Cameroun: Fraude fiscalo-douanière - Une dizaine de camions saisis

En transit vers le Tchad, les gros porteurs en situation irrégulière ont été stoppés par la gendarmerie à la frontière.

Des camions garés le long de la chaussée à Touboro. A première vue, on croirait qu'ils sont tous en panne. Que non ! C'est que depuis presque un mois, le corridor Douala-Ndjamena vibre au rythme d'un trafic frauduleux. Ces camions stationnés sont, pour certains, dépourvus de plaques d'immatriculation Cemac et pour d'autres, c'est la double immatriculation qui les coince. Sans compter les faux dossiers de mise en circulation. Ces camionneurs, partis du Port de douala, ont réussi à déjouer le contrôle dans les check-points de Douala, Bertoua et Ngaoundéré. Sur le trajet de près de 1200 km, ils ont achevé leur parcours à la frontière, plus précisément au check-point de Touboro dans le département du Mayo-Rey. Ceux-ci s'apprêtaient à franchir la frontière Tchad-Cameroun.

Mardi, 13 avril dernier, le compteur du peloton routier motorisé de Tcholliré affichait neuf camions transportant des conteneurs en situation d'irrégularité administrative saisis. « C'est lors d'un contrôle minutieux que nous avons pu détecter la fraude. Ces faussaires utilisent un seul dossier pour trois ou quatre véhicules d'une même marque. Leur mode opératoire consiste à échanger le numéro de châssis du véhicule afin de circuler librement tout au long de ce corridor international », explique Mamoudou Aliou, commandant du peloton routier motorisé de Tcholliré.

Une fois démasqués, ces camions sont transférés à la fourrière dudit peloton routier motorisé situé à Touboro.

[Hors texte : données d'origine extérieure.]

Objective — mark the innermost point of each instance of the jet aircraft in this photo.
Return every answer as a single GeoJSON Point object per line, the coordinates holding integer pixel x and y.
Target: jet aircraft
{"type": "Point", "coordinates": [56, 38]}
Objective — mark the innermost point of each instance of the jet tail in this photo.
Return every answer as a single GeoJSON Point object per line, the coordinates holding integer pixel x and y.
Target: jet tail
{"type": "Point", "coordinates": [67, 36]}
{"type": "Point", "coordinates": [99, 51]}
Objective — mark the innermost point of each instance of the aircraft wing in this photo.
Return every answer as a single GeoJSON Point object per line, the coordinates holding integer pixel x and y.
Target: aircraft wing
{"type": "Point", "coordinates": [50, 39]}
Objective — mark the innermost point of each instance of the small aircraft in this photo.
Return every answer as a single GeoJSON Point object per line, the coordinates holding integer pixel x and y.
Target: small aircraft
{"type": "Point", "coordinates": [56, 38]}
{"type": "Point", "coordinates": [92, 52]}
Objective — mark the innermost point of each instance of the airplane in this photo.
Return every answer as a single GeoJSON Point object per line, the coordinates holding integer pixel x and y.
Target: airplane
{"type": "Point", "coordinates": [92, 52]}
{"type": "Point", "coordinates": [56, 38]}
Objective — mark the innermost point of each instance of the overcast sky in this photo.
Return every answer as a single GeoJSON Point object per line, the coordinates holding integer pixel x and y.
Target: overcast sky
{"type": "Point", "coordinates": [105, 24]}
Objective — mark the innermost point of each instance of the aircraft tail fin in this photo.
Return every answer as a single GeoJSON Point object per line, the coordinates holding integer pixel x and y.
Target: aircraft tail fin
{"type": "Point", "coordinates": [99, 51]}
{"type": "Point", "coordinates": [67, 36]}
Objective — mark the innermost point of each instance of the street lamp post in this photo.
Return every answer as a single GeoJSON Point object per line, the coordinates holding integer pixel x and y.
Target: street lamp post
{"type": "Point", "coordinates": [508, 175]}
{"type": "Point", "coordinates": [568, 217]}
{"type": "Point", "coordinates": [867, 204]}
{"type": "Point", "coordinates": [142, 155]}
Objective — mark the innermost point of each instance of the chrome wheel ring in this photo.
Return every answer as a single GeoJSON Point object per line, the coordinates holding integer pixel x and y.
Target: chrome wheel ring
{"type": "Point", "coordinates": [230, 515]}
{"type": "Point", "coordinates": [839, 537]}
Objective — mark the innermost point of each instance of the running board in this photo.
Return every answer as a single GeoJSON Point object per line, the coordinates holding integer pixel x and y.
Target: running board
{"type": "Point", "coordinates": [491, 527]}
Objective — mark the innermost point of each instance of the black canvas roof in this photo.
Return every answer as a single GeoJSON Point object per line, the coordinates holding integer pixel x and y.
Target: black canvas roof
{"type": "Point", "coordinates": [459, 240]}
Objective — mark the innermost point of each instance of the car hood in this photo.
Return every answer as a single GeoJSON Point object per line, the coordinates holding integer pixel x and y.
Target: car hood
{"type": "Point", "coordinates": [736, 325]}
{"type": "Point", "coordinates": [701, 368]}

Pour ne pas s'expliquer sur cette fraude, certains chauffeurs ont préféré prendre la poudre d'escampette abandonnant véhicule et marchandises. Les plus téméraires ont opté pour un arrangement à l'amiable en misant sur la corruption. « Ils ont tenté à maintes reprises d'acheter notre conscience à coût de millions de F, oubliant que tout le monde ne mange pas de cette nourriture empoisonnée. Nous respectons les recommandations de notre hiérarchie qui consistent à travailler dans le respect de la déontologie », a indiqué le commandant.

A ce jour, la frontière Tchad-Cameroun enregistre par semaine en moyenne une centaine de camions qui circulent dans les deux sens. D'après les syndicats de transporteurs, cette pratique qui prend de l'ampleur constitue un véritable manque à gagner pour les pays de la zone Cemac. « Ces transporteurs véreux sont de toutes les nationalités des pays de la Cemac. Nous leur demandons tout simplement d'être en règle parce que les pertes sont énormes au niveau des transporteurs via les quotas et au niveau économique des Etats camerounais et tchadien. En ce sens que ces faussaires ne payent pas d'impôts de part et d'autres » a conclu Ibrahima Yaya, président du groupement des transporteurs terrestres du Cameroun.